Tosca, one of the titles in the repertoire that performs best at the box office, has returned to Liceu to reach the figure of two hundred performances in the history ofthe Barcelona theatre. It has done so in a co-production between Liceu and other Spanish and European theatres under the direction of the young Sevillian director Rafael R. Villalobos, aspiring enfant terrible of today's operatic stage direction.
Villalobos's Tosca is one of those that needs an instruction manual in order to work and when a stage show needs a lot of prior explanations to be understood, things get complicated.
The production, on a unique circular scenography that ends up becoming boring, presents us with a Cavaradossi who, in a kind of mirror game, is an alter ego of the Italian cinematographic director Pier Paolo Pasolini, murdered in 1975. Both artists were inconvenient to the religious and political power that would end up destroying them.
Villalobos had previously worked with the idea of bringing in real artists as characters in his operatic productions. He did so in his approach to Handel's Orlando, in July 2021 for the Peralada Festival, incorporating there as a character the author Virginia Woolf who is supposedly writing her famous novel Orlando simultaneously with the action of the opera.
From this good enough central idea of bringing Cavaradossi and Pasolini together other secondary ones appear, such as vaguely associating the "diva" Floria Tosca with the "diva" Maria Callas.
Visually, all this is materialized with the frequent presence of a mute character on stage that would be Pasolini, with arrangements on stage that recall Salò, his posthumous film, with added scenes from his life. Everything is a bit too far-fetched and complex, and this which means that this production can be interesting for those who already know Tosca in depth, but it is totally inadvisable for those approaching Puccini's great drama for the first time as they would not understand anything.
Tosca contains in its libretto and in its stage action a lot of sexual violence and Villalobos has spared no effort to make it provocatively visible with references to an alleged pederasty by the sacristan of Sant'Andrea della Valle in the first act, orgies with naked extras in Palazzo Farnese and a sado-masochist festival in the scene of Scarpia's death.
The patience of much of the audience was exhausted by a silent scene of homosexual prostitution between Pasolini and Pino Pelosi, his alleged killer, although subsequent investigations cast doubt on whether he was solely responsible for his death. This scene, completely invented by Villalobos, added between the first and the second act, received a monumental boo that had not been heard at Liceu for more than twenty years.

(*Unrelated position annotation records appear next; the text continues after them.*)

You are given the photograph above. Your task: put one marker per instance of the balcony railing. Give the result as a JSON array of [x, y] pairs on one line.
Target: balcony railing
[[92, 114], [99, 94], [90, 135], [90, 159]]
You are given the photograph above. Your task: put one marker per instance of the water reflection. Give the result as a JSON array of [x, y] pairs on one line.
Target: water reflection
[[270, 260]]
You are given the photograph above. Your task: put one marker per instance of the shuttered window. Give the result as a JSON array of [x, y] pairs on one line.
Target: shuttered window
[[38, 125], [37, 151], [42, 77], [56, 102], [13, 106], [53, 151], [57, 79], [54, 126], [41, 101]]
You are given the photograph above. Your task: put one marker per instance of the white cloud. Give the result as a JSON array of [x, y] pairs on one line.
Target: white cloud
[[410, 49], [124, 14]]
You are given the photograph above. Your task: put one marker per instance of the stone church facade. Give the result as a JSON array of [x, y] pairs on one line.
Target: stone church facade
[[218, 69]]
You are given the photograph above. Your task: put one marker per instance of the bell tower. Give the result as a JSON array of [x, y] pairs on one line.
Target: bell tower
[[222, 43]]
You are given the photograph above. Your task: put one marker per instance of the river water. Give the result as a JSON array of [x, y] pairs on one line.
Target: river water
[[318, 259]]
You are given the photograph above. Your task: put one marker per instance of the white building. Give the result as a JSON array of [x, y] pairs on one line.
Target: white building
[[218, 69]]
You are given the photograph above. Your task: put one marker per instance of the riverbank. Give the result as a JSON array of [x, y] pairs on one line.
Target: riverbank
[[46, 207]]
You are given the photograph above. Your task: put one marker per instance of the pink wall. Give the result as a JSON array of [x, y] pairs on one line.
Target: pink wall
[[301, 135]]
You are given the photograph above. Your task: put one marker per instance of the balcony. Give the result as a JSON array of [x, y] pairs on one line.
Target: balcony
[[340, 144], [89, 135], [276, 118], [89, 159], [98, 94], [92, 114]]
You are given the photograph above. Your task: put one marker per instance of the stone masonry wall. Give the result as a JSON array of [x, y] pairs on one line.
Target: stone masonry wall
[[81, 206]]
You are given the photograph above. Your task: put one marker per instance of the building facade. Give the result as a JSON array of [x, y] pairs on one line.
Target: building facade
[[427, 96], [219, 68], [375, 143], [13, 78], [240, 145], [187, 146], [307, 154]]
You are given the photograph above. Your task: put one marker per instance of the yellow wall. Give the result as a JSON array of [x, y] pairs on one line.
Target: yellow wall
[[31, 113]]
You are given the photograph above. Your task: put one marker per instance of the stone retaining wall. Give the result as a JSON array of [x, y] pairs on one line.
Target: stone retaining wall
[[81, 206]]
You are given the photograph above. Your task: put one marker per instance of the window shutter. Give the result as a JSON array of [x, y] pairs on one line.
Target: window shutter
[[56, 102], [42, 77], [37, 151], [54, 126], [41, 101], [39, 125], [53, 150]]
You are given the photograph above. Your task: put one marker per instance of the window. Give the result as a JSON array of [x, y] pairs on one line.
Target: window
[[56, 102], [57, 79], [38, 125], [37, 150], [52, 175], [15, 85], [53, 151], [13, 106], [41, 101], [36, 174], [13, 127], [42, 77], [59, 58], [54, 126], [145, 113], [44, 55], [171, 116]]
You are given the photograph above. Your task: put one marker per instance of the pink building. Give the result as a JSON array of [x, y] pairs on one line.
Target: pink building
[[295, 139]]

The scene wasn't relevant, it wasn't part of Tosca, but the overreaction from the audience is also suspicious considering that irrelevant scenes have often been calmly swallowed in many productions. Perhaps there was a hint of homophobia in the outraged reaction.
If stage-wise this Tosca was controversial, musically, as a whole, it was no more than correct and sufficient. Michael Fabiano was a good Cavaradossi, convincing, unflinching, with an important, beautiful, well-toned voice and brave, bright high register.
Maria Agresta, one of the four sopranos (Radvanovsky among them) who will face the role of Tosca in the fifteen performances that will be offered in total of the opera, also has a good voice and her performance was perfectly sufficient, but she lacks that point of grandeur, opulence and vocal drama to excel in a legendary role that has been tackled by all the great sopranos of the last century. Her Tosca is good but not unforgettable.
Željko Lučić made a dramatically flawless Scarpia and knew how to be perverse, corrupt, cruel and sadistic. Vocally, however, he was excessively uniform and even and did not incorporate into his singing all the nuances that he knew how to embody as an actor.
Henrik Nánási, the music director, wasn’t very pleasant. The orchestral sound was thick, unrefined and on many occasions it covered the voices. The choir, which in this production always sings offstage - another mistake - didn't have its best day either.
At the end, there was a warm but not stentorian applause for the performers, and a mix of heated applause and equally heated rejection for the production.
Any stage show must try to achieve success; if it cannot be so, at least it must achieve great failure, what is not tolerable on stage is tedium and boredom. This Tosca is many contradictory things, but it isn’t boring at all.
Xavier Pujol
Barcelona, January 4th, 2023
Tosca by Giacomo Puccini. Maria Agresta, soprano. Michael Fabiano, tenor. Željko Lučić, baritone. Orchestra from Gran Teatre del Liceu. Choir from Gran Teatre del Liceu. Henrik Nánási, conductor. Rafael R. Villalobos, stage director and costumes. Emanuele Sinisi, scenography. Felipe Ramos, lighting.Santiago Ydáñez, pictures. Co-production by Théâtre Royal de la Monnaie, Gran Teatre del Liceu, Teatro de la Maestranza, Salas del Arenal and Opéra Orchestre National Montpellier. Gran Teatre del Liceu.